Opening the packet (like a kid on Christmas morning) I tear back the strip and vice grip the tabs apart. Smoke, rich and dark with wood and charcoal qualities announce themselves with a punch. So strong yet so complex. Much more going on than your average smoked tea.
In appearance the leaves are dark brown and light yet crisp with a few sticks/stems present. They are loosely chopped and vary a little in size.
Steeping Parameters: 3g of leaf – 90C water – 270ml vessel – 3 minutes
Once steeped the liquid is Golden, red/brown and bares a smoky, wooden scent somewhat toned down from it’s raw form.

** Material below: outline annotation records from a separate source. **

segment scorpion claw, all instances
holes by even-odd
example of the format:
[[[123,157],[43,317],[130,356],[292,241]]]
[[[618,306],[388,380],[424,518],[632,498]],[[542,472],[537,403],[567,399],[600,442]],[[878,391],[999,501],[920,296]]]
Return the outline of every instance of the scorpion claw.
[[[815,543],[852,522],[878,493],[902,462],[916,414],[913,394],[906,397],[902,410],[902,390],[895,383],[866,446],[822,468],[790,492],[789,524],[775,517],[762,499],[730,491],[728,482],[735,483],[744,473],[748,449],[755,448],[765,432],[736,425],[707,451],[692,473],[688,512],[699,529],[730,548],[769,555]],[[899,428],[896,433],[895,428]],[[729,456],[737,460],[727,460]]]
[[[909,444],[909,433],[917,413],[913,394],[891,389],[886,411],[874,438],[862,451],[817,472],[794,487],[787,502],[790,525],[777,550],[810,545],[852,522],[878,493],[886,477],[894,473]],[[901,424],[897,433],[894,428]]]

Flavour is rather mild considering the stronger scent. The first sips are smoky and wooden with some dryness but it quickly dissipates and becomes sweet (like honey) with a lingering aftertaste. No where near as strong as say a Lapsang Souchong, and far more complex in flavour.
As it cools slightly and my mouth is coated in it’s essence I can note the whisky in it’s ever growing sweetness. Malty yet smooth and sweet with a hint of smoke, sounds like a good whisky right? And I am a whisky sorta gal, it’s my poison if you will. Also a fruit note comes through a bit better half way down my cup, like plum or apricot. Sour and sharp but also sweet and juicy.
A good second steep with plenty of smoke and sweetness left to speak of. Perhaps not like honey at this point, more like brown sugar. Still the sweetness comes through in the after taste and it lingers on the tongue, coating my mouth with it’s beautiful glory.
More wooden in this steep too.
Very soft but hints of smoke and sweet fruit remain. A refreshing finish to a complex and flavourful tea.
This tea was frankly everything I wanted and more. Packed with flavour without an overpowering smokiness and delicious throughout each steep. The whisky barrel has added so much depth and sweetness, it was a truly beautiful touch. I achieved all of this with only 3g of leaf, very impressive.